Noting “vaccine-preventable diseases remain a significant threat to children’s health,” in a recent editorial The Children’s Hospital of Philadelphia’s Kristen A. Feemster, MD, MPH, MSHP, calls for “ongoing vigilance.” Dr. Feemster’s editorial, which was published recently in JAMA Pediatrics, reviews vaccines’ successes while also pointing out that exemption laws and increasing vaccine hesitancy mean “the success of vaccines can be fragile.”
Dr. Feemster’s article follows the publication of a study — also in JAMA Pediatrics — showing the effect the introduction of a new vaccine had on invasive pneumococcal disease (IPD). A team of researchers led by the New York City Department of Health’s Andrea C. Farnham, MPH, evaluated the effect the 13-valent pneumococcal conjugate vaccine (PCV13) — which was introduced in 2010 and contains 6 more serotypes than the previous pneumococcal vaccine (PCV7) — had on IPD rates in a population of children younger than five years of age.
The researchers showed the vaccine decreased IPD incidence by 69.6 percent, from 21 cases per 100,000 to 6.4 cases per 100,000. Pneumococcal infection can cause a variety of conditions, from the routine (as in ear infections) to serious conditions like meningitis.
No stranger to weighing in on contentious topics, Dr. Feemster recently contributed a The New York Times opinion piece arguing for an end to philosophical and religious exemptions to school entry vaccine requirements. She also wrote about the need to balance religious freedom and responsibility to one’s community, writing that “society has an obligation to stand up on behalf of children who do not yet have their own informed voice.” Dr. Feemster is currently an attending physician in the Division of Infectious Diseases, a PolicyLab faculty member, and the Vaccine Education Center’s director of research.
Dr. Feemster’s JAMA Pediatrics article comes on the heels of a measles resurgence, with 169 people across the country reported to have the disease between January 1 and May 1, 2015, according to the CDC. In a press briefing about the measles outbreaks, the CDC’s Anne Schuchat, MD, noted most of the people who have been reported to have measles had not been vaccinated. “This is not a problem with the measles vaccine not working,” Dr.
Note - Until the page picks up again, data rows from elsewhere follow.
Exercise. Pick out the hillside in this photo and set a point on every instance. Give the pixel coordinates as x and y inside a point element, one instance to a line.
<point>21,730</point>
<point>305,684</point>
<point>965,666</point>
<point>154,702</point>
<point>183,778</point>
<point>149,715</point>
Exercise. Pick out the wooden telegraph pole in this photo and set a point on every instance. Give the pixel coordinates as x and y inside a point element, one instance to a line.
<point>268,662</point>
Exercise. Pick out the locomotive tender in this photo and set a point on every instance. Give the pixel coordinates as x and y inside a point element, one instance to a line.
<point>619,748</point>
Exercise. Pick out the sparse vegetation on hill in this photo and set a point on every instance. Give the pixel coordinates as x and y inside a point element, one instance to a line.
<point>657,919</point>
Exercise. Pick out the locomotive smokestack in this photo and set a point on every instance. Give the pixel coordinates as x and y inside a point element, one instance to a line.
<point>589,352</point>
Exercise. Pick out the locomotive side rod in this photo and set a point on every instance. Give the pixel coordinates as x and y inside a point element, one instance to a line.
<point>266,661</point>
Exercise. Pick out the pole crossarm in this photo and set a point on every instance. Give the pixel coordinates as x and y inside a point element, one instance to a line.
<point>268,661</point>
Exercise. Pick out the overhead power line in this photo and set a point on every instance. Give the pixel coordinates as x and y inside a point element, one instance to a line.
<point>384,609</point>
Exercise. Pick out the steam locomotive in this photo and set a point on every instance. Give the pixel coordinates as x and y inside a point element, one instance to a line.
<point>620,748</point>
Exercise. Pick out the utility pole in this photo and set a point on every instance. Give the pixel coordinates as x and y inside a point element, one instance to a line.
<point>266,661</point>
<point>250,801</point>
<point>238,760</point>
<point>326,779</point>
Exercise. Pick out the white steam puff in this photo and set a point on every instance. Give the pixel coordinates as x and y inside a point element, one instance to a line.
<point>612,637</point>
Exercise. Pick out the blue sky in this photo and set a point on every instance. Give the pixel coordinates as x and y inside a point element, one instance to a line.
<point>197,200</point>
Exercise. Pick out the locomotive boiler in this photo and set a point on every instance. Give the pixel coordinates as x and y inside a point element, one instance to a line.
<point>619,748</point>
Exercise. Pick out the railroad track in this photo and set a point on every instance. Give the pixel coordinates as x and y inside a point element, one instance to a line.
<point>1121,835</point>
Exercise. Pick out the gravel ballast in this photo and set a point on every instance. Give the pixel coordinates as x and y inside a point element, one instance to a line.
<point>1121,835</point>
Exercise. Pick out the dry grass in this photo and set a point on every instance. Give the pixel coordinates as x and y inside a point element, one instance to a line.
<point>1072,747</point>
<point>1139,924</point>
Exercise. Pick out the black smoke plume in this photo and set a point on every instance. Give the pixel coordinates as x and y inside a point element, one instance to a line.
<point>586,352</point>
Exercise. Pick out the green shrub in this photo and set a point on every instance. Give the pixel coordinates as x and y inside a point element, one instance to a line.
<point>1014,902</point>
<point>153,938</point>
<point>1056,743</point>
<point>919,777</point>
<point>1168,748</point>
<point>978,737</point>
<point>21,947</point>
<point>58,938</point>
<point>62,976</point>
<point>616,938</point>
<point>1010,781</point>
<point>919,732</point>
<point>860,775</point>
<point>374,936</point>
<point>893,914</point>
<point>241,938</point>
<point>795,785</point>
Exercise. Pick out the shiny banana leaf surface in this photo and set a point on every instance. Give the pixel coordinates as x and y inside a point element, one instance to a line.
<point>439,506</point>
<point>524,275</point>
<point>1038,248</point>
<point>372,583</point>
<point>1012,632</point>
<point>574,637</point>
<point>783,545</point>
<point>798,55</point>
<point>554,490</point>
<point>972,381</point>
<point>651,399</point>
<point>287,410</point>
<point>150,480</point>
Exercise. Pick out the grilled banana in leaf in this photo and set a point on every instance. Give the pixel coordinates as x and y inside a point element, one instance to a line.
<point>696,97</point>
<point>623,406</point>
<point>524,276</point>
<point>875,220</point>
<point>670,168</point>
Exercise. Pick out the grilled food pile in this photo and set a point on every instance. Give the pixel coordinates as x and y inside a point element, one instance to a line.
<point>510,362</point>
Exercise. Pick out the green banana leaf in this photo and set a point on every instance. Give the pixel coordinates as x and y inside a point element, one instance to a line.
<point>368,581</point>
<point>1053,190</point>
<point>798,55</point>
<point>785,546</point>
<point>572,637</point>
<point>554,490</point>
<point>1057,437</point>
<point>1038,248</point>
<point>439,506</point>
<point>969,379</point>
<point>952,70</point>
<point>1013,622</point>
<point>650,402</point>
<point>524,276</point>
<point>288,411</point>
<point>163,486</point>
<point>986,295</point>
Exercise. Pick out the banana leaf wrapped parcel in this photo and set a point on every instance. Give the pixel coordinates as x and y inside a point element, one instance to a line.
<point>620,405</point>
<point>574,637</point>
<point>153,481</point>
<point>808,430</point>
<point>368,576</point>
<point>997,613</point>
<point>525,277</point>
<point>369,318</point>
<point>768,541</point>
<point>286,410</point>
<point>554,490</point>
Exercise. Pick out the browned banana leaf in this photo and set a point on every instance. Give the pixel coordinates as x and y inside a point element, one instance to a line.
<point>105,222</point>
Schuchat said. “This is a problem of the measles vaccine not being used.”
Dr. Feemster’s editorial echoes this, as she notes “events show us that the success of vaccines can be fragile; the measles cases associated with Disneyland were preceded by 644 cases in 2014. In 2012, there were more than 40,000 cases of pertussis, the largest number since 1960. These events have garnered media attention and provide a dramatic reminder that vaccines remain an important and necessary health tool.”
“Fear has led to hesitancy and is now influencing the push to make it more difficult to refuse vaccination. Fear should not be driving policy,” Dr. Feemster notes in her JAMA Pediatrics editorial. “Instead, a real-time example of the effect of a successful immunization program should move us to continue to advocate for strong vaccine policies that support uptake of all routinely recommended vaccines.”